I understand that concept... What I’m wondering is how “balls to the wall” came to be thought of as anything other than a ball-shaped throttle and a firewall. I don’t see a connection to a governors ball-shaped weights and a “wall”.
Back to the OT, ... I think high RPM is considered to equate to high wear rates by most people...and that is not a linear relationship. The number of revolutions an engine accumulates is not a finite number as it relates to longevity. Once the high-wear initial start-up/warm-up occurs... very little additional wear happens relatively speaking. The lubricating oil insulates the moving parts from each other and carries away heat.
The highest wear occurs when RPM is varied repeatedly. If the engine is stabilized at RPM and temperature it suffers very little degradation as long as oil pressure and temp remains stable.
High RPM also does not equate to high piston/ring wear.

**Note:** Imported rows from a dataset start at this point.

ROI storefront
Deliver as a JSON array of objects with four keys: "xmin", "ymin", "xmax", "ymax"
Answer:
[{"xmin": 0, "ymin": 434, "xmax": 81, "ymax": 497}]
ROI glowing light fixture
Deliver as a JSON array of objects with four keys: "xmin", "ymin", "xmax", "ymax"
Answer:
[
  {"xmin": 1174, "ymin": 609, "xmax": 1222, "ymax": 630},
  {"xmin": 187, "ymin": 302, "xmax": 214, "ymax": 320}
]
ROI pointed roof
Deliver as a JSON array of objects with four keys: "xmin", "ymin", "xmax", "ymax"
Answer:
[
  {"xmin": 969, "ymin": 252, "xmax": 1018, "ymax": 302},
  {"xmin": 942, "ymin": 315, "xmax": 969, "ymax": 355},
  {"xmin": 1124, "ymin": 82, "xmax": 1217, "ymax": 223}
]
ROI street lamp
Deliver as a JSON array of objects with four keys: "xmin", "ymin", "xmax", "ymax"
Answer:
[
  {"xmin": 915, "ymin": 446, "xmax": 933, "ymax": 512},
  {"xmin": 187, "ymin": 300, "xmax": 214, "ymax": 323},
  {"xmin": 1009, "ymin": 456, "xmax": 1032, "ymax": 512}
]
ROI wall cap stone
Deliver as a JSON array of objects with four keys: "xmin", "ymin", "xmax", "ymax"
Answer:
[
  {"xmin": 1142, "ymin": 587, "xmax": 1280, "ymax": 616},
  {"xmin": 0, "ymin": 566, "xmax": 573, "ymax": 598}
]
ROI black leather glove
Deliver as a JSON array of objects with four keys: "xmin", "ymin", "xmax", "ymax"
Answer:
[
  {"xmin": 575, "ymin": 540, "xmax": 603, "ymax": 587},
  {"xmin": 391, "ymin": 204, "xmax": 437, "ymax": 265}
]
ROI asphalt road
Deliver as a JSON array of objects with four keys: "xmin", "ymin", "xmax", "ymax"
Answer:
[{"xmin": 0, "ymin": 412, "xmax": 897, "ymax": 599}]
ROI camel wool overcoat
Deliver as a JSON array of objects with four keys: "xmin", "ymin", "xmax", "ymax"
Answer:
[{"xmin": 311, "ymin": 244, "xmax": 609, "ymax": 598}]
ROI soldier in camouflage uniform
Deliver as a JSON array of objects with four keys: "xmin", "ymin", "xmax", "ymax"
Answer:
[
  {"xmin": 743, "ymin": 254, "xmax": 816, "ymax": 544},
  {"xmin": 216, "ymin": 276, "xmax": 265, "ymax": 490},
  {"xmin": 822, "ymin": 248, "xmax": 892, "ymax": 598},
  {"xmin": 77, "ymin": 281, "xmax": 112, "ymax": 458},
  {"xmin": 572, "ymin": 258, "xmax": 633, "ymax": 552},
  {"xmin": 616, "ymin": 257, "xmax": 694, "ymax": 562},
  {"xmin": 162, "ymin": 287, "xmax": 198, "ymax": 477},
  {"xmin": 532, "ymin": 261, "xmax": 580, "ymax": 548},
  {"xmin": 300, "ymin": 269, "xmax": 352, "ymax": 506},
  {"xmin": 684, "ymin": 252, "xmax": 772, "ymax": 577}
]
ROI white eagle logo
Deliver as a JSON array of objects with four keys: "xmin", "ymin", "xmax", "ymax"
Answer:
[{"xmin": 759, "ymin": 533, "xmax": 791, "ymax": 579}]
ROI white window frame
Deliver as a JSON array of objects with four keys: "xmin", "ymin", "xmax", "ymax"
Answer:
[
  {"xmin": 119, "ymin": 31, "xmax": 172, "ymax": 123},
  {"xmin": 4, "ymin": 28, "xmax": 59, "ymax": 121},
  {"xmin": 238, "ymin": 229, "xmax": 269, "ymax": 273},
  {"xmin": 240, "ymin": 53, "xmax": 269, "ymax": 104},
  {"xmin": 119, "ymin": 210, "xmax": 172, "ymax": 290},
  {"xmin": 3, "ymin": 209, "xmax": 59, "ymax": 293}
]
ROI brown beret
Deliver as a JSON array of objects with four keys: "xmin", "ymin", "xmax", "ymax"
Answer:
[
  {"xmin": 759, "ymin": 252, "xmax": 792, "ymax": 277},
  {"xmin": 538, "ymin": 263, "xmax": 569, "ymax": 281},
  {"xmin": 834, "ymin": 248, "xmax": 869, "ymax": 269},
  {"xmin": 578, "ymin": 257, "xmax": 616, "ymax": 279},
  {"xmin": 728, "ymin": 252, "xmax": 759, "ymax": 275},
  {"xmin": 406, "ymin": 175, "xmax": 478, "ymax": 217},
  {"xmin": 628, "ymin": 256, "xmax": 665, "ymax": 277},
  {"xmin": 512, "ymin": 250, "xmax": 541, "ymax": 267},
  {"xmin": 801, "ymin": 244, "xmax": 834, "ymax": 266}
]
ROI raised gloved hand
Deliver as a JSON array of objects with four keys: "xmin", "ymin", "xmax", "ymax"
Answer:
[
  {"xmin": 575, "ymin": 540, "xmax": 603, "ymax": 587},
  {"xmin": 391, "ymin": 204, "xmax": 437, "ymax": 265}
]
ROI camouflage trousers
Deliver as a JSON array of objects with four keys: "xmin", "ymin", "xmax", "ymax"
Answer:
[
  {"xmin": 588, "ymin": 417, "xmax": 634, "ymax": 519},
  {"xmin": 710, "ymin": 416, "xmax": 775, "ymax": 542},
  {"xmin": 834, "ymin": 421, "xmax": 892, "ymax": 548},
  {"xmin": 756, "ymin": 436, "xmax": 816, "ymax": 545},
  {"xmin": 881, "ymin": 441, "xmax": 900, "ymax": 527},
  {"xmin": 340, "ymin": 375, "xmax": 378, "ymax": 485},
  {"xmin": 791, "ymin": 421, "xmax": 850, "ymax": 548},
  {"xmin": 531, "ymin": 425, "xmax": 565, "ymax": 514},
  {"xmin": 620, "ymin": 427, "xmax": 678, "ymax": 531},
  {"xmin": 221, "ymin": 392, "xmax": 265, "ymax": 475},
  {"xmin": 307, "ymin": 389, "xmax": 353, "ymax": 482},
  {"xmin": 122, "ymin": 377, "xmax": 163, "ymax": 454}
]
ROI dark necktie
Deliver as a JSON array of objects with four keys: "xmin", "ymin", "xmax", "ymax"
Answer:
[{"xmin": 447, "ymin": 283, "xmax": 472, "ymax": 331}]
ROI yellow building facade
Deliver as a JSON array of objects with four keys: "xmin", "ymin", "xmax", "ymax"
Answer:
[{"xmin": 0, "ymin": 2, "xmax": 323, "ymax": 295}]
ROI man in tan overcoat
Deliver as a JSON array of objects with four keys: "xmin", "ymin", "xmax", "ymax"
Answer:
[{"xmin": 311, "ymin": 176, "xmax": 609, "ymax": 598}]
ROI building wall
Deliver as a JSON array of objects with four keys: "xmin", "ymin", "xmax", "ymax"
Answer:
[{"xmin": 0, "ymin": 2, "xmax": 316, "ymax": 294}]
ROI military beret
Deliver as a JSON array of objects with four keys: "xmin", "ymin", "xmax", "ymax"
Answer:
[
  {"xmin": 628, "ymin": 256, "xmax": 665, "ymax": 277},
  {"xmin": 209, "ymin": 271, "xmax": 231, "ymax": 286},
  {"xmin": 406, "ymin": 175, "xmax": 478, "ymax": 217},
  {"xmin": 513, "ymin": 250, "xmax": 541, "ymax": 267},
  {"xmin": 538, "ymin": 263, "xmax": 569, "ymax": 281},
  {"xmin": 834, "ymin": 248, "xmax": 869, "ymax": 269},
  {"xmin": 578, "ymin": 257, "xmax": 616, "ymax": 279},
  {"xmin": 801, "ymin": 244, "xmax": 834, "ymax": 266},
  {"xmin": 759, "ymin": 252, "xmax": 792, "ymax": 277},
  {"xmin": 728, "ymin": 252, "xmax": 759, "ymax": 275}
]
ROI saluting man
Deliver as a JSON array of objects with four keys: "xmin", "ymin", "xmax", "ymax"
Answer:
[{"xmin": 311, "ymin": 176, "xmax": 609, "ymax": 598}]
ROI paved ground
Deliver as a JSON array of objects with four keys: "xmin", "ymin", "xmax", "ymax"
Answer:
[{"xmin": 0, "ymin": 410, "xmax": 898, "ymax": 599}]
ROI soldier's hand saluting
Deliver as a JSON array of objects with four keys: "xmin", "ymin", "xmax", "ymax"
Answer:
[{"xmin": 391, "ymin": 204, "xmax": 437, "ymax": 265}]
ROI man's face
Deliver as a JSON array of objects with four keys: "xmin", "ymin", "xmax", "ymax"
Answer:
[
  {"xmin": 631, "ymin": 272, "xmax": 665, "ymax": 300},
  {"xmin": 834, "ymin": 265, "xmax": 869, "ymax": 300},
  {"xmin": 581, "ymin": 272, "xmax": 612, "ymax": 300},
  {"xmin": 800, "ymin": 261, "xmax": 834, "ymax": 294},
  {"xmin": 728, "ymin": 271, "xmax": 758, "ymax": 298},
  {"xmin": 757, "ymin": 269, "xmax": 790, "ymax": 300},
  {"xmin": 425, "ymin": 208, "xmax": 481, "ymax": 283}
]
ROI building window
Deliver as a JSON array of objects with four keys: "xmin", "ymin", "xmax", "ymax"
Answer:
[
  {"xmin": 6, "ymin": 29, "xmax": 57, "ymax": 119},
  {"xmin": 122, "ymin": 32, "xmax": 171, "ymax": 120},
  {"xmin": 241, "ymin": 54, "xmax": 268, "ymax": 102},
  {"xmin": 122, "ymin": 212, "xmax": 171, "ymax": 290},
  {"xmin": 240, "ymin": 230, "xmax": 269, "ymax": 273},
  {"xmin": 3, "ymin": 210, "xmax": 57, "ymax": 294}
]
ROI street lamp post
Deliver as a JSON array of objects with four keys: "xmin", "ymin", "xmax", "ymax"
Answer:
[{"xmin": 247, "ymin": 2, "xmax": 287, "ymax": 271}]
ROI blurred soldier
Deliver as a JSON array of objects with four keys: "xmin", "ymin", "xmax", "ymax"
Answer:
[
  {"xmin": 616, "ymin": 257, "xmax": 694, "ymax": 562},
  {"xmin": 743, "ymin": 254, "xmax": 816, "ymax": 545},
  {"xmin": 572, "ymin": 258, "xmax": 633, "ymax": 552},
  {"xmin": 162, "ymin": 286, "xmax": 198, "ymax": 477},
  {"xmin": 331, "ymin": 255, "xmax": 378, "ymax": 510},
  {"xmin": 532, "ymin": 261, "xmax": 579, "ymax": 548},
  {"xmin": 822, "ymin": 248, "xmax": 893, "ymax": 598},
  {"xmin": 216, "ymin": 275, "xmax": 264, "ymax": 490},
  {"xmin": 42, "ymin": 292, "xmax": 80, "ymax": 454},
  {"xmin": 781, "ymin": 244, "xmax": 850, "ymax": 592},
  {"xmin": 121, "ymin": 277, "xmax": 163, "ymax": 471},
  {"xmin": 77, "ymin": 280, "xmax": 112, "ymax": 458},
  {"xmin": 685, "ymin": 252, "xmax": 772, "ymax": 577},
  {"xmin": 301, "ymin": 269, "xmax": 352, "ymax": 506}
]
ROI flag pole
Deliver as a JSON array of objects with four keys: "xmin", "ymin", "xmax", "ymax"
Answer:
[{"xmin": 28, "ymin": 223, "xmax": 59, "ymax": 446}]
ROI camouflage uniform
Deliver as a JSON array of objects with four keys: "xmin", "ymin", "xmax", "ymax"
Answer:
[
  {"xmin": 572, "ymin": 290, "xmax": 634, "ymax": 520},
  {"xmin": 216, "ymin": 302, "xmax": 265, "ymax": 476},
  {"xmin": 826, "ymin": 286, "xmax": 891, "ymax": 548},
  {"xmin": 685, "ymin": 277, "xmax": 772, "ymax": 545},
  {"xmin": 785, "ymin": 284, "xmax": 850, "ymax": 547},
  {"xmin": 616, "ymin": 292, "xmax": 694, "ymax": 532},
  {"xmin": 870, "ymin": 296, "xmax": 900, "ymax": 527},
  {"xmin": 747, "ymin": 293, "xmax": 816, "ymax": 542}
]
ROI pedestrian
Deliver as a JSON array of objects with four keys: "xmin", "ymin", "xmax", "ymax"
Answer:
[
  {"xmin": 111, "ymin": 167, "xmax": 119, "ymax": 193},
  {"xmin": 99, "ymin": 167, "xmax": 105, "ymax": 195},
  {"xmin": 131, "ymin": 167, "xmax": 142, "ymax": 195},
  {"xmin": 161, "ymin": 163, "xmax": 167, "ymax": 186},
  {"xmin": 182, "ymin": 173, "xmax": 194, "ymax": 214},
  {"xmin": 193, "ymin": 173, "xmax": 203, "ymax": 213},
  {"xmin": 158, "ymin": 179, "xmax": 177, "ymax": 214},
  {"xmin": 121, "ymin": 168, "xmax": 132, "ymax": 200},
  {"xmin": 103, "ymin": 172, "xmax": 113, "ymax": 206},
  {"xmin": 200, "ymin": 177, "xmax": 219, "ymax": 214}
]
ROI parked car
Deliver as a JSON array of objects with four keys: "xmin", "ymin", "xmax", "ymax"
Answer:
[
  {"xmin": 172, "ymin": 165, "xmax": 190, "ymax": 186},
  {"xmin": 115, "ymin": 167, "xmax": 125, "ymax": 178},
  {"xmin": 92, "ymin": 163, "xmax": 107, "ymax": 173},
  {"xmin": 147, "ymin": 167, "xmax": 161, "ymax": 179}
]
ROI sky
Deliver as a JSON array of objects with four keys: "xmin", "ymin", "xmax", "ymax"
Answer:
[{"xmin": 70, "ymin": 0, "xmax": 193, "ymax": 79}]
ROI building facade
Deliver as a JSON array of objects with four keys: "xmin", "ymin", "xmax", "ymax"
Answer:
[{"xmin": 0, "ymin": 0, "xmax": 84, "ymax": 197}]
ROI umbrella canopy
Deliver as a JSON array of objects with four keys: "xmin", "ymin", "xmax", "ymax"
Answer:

High LOAD does, however. Example: If the engine is operated at less than optimum RPM and increased workload is applied, the engine initial response is slowing... which changes the oil-film-surface-tension and can cause momentary increased wear on the rotating parts... THEN the governor (in an attempt to restore selected RPM) will increase fuel-flow, which FURTHER loads the bearings.... AND the manifold pressure is increased as the throttle is opened further loading all moving parts...(the piston rings are expanded against the cylinder walls at this last point thereby increasing friction, just when RPM lagged and reduced the “oil-sling” lubrication of those cylinder-walls which normally lubricate and cool piston rings and pistons.)
The comparative result is that high operating RPMs can actually REDUCE engine wear compared to lower RPMs that create demands for increased power due to changing loads (such as acceleration requests or HST forward/backward requests or clutching requests.)
Another illustration is the well-known longevity of stationary engines which operate for long periods at stabilized loads and RPMs. Those engines avoid those increased-wear situations just-described and therefore have long lives. Engines upon which frequent RPM-changes are demanded have noticeably shorter lives.
Bottom line: If your operations require frequent throttle or governor actuation then a higher “base” RPM of operations will likely reduce engine wear AND fuel consumption and result in longer engine life.